话音一落,他把她压在怀中吻了下来。
客厅里没开灯,只有月亮小夜灯散发柔柔光亮,窗外的万家灯火如银河倾斜,房间里静谧安然,一阵风卷起空气中淡淡的青橘香薰,清甜伴随空气升温。
傅蔺征扣住她后颈,若即若离,一下一下,从唇到唇,再从舌尖到舌尖,渍声明显,一点点烘烤着草莓蛋糕。
傅蔺征从高中就好会接吻,每次都能把她吻到晕乎乎的,半晌啪嗒一声,草莓蛋糕的丝绒礼带被扯开,黑蟒臂膀熟稔缠上,萸盈如夜光柔柔,小姑娘被惹得红唇泻出娇声。
呼呼叼着小麻雀,看了他们一眼,扭开脑袋走去了厨房。
过了会儿,容微月已经被他面对面抱到了怀中,毛衣衣摆挂到了脖颈,男人肌肉绷如铁铸,掐住她细腰,俯脸品尝蛋糕,嗓音沉哑:“宝宝,好甜好软……”

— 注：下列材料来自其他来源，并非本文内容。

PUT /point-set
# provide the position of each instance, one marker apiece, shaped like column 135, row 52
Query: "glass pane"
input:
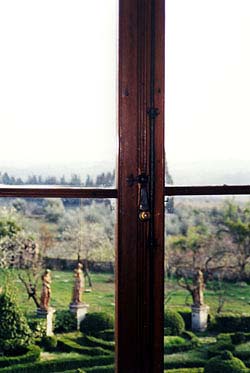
column 57, row 90
column 207, row 91
column 57, row 271
column 207, row 283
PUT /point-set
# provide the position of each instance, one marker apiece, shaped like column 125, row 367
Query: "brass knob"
column 144, row 215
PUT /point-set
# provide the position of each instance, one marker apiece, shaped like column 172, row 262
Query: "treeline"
column 102, row 180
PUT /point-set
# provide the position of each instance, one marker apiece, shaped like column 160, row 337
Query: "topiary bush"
column 49, row 343
column 219, row 347
column 231, row 322
column 15, row 334
column 107, row 335
column 225, row 363
column 95, row 322
column 238, row 338
column 173, row 323
column 65, row 322
column 38, row 327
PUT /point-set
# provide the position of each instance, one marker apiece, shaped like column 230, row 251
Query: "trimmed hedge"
column 190, row 359
column 231, row 322
column 98, row 342
column 173, row 323
column 95, row 322
column 32, row 354
column 185, row 370
column 219, row 347
column 187, row 317
column 107, row 335
column 173, row 346
column 61, row 365
column 67, row 345
column 49, row 343
column 103, row 369
column 225, row 363
column 65, row 322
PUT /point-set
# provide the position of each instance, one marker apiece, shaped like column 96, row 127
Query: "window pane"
column 58, row 88
column 57, row 258
column 207, row 91
column 206, row 281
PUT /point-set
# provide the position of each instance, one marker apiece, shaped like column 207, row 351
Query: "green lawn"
column 102, row 296
column 237, row 297
column 100, row 299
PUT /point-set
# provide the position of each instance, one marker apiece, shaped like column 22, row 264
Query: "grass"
column 102, row 296
column 237, row 297
column 100, row 299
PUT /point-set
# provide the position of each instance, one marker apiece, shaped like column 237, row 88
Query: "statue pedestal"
column 48, row 316
column 80, row 310
column 199, row 318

容微月不禁往后仰着,被他的黑发弄得痒,又舍不得推开他,眼尾洇红,咬紧唇瓣:
“傅蔺征,你控制点……现在才八点多呢……”
傅蔺征呼吸沉沉看她:
“宝宝,终于等你例假走了,早开始早结束,嗯?”
说来也巧,从卢塞恩回来第一天,她的生理期就来了,那次在车上虽然芝士流心了,但好在并没有发生什么意外。

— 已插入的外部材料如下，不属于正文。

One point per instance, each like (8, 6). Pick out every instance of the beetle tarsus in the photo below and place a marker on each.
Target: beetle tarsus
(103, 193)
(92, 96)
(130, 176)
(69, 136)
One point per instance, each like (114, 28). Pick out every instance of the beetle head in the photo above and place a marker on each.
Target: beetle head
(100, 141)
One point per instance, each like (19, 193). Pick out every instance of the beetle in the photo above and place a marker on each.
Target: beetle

那天晚上,容微月还说奇怪,“以为会中的,竟然没中。”
傅蔺征笑:“怎么,宝宝想中?”
她小声嗫嚅:“没有,我在想如果概率不大,是不是以后安全期都不用戴……”
傅蔺征要被她调皮死:“怎么,这么喜欢我不戴?”
“嗯,喜欢,好**……”
傅蔺征听着都要疯了,真想在她安全期给她灌个百来下,堵都堵不住的那种。
但他们也知道,这是没有科学依据的,还是很危险,只能幻想一下。
此刻听到他说的,她眸子浅弯,调侃:“傅蔺征你最近怎么这么饿啊?你是不是要控制点,这样可不对呢。”
他气笑:“同样的话回怼我?”
这几天晚上,她穿各样的qqny,想尽办法撩他,他都快炸了,全记着就等着今晚报复回去。

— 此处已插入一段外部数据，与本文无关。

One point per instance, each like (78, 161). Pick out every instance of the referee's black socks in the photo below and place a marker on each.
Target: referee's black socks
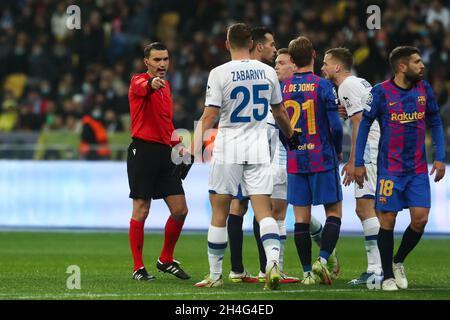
(330, 236)
(409, 241)
(386, 246)
(302, 238)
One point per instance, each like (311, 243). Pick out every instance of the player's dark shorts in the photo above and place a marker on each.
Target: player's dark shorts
(150, 167)
(396, 193)
(305, 189)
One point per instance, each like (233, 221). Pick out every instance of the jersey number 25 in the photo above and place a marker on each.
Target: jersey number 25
(235, 117)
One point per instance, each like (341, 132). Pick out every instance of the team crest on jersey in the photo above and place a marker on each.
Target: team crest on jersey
(336, 100)
(368, 102)
(422, 100)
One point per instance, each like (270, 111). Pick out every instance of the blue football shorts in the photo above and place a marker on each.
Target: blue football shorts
(394, 193)
(305, 189)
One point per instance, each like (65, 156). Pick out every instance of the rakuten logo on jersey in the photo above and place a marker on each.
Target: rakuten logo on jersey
(406, 117)
(306, 146)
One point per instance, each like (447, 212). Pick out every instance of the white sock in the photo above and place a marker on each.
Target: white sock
(217, 244)
(315, 229)
(283, 236)
(270, 238)
(371, 227)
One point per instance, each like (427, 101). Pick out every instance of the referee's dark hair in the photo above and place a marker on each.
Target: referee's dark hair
(239, 35)
(259, 36)
(401, 55)
(301, 51)
(343, 55)
(153, 46)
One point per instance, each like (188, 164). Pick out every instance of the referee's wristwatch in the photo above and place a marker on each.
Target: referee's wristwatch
(149, 82)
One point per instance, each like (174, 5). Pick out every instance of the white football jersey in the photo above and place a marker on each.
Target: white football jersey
(352, 93)
(244, 91)
(278, 151)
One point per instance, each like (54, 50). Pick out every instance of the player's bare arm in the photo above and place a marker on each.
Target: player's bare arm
(348, 171)
(207, 121)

容微月脸红推开他:“不行,我要去洗澡,然后要拉会儿琴,好几天没练了,你一定要早点开始也行,接下来几天你都别想了。”
傅蔺征:“……”
她把衣服拉好,狡黠又果断推开他,去叫呼呼:“走啦宝宝,跟妈妈回房间?”
呼呼闻声立刻放下嘴里叼着的小麻雀,扭着小尾巴哒哒哒跟上去,刚到门口,就被傅蔺征脸黑抬脚挡住,轻嗤:
“跟什么跟,你妈去洗澡,这是你能看的?”
呼呼:……
傅蔺征把身上的黑色卫衣扔到沙发上,露出利落的肩背线条,倒三角身形的精壮如雕刻,肌肉道道分明,勾勒出野性张力。
走去敲容微月的浴室门,高大挺阔的身子倚着门,掌心已经在翻滚热狗,黑眸浓红,声音低哑:
“宝宝,开门。”
“干嘛。”
他沙哑滚了滚喉结,“不做,就看看行么?”
“不行,我洗澡也是你能看的?”
傅蔺征:“……”
旁边的呼呼在地板悠然地滚来滚去,翻来翻去。
傅蔺征气得把白绒团子清出房间。
浴室里,容微月看到红润泛洇,不禁脸红心跳,最近好像在傅蔺征面点师傅的帮助下,草莓蛋糕越来越圆鼓鼓了。
太坏了……
任凭外面怎么敲门,她坐视不理,过了会儿洗完澡,她走出浴室就看到傅蔺征坐在床边,也洗了个澡,腰间浴巾松松垮垮,赤着精壮上身,黑发滚落的水珠滑过脖颈上的古巴黑链,令人血脉爆张。
他转头看到小姑娘一身黑色吊带睡裙,肤若凝脂的她如被月色晕染,他眼底瞬间暗下,宛若盯上了猎物。